I applaud Adidas’s new Womens Philosophy and advertising campaign:

Sport is not an obligation

It`s a game

So play

And have fun

It`s up to you

Throw away expectations

And surprise yourself along the way.

Impossible is Nothing.”

It is up to us. We are in control. Powerful stuff.

P.S – Some interesting comments here, particularly on sportswear! Do read and offer your thoughts…

P.S.S Found excellent YouTube clip on the media’s representation of female athletes – an American one but worth a look:

[kml_flashembed movie="http://www.youtube.com/v/luadmO7Cugc" width="425" height="350" wmode="transparent" /] 

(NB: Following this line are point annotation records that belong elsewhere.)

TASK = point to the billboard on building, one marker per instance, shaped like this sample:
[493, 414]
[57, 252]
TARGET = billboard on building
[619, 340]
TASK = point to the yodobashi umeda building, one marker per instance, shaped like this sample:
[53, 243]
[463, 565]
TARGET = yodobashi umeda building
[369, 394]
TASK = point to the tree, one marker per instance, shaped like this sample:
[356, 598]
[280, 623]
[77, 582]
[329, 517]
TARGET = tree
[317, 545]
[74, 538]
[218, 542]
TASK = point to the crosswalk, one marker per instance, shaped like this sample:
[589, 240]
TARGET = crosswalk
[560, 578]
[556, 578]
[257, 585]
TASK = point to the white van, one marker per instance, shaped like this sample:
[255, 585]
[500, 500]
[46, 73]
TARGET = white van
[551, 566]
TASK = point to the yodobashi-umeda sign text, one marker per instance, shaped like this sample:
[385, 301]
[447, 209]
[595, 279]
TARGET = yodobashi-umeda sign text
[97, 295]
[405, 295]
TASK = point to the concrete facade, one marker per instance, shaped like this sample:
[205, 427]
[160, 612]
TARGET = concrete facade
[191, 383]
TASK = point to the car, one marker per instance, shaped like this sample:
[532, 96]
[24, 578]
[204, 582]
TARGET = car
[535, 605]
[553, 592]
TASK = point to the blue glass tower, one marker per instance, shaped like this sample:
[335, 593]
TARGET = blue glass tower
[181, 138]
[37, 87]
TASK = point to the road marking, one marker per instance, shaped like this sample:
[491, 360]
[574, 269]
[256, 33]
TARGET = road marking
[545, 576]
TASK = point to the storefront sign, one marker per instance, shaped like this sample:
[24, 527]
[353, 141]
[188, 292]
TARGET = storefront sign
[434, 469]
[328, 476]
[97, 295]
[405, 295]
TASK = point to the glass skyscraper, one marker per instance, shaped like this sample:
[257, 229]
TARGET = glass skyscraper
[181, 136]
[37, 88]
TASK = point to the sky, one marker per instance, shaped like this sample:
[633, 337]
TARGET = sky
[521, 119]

Published inAdvertisingBody ImageEating DisordersSport

4 Comments

  1. Storm Greenhill-Brown

    I am a strong supporter of encouraging girls into sport. My two teenage nieces have excelled at athletics, netball and most interestingly, rowing. Our family firmly believes that sport enables girls to see their developing bodies as strong and productive, not as decorations that merely “appear” on covers of magazines. Men and boys aren’t the only ones being active – we are, with our powerful, amazing bodies. There is nothing like the atmosphere of girls crewing boats, working as a team and powering through the river to the thunderous applause of other girls along the banks. Being absorbed in a sport lets girls remember what their bodies have always done and were made to do … run, jump, skip, laugh and have fun!

  2. kelliemack

    I am interested in the point about women being in design roles in sport, (who designs women’s sports wear?) How do we work towards woman wanting to work in these masculine dominanted areas. (Old question I know). An area I would love to see more women working in is video game design. I would really love to see how technology savvy women making video games would influence plot lines, and characters.

  3. Donelle

    In response to ‘kelliemack’s’ comment about who designs women’s sportswear, I just had to share… My sister in law is a Pilates instructor and showed me the tag from her tracksuit jacket that she’d just bought. It says: “Corporate message: So you’re interested in PUMA? Nice move. You’re obviously smart, confident and know what you want in life. ……. You call the shots. You make the most of your chances. So buy this, it suits you”. WHAT?? Am I the only person who’s insulted that a corporate message claims to know the type of person I am based on what sport top I buy, or that they write “…it suits you” on a mass produced garment, as if women were generic clotheshorses? I know they’re trying to use humour, but aren’t corporate messages like this just perpetuating the ridiculous idea that “it’s not how you play the game, but how hot you look when you win…”?

  4. Yes Donelle, I agree with you – I think someone in marketing was trying to be very clever here and yet it is just so transparent! Is the wearer meant to be flattered?! I am not defined by any label and really don’t like it when companies pretend to be intimately acquainted with me… it is similar to the old “We know what a women wants…” line advertisers throw out in various forms.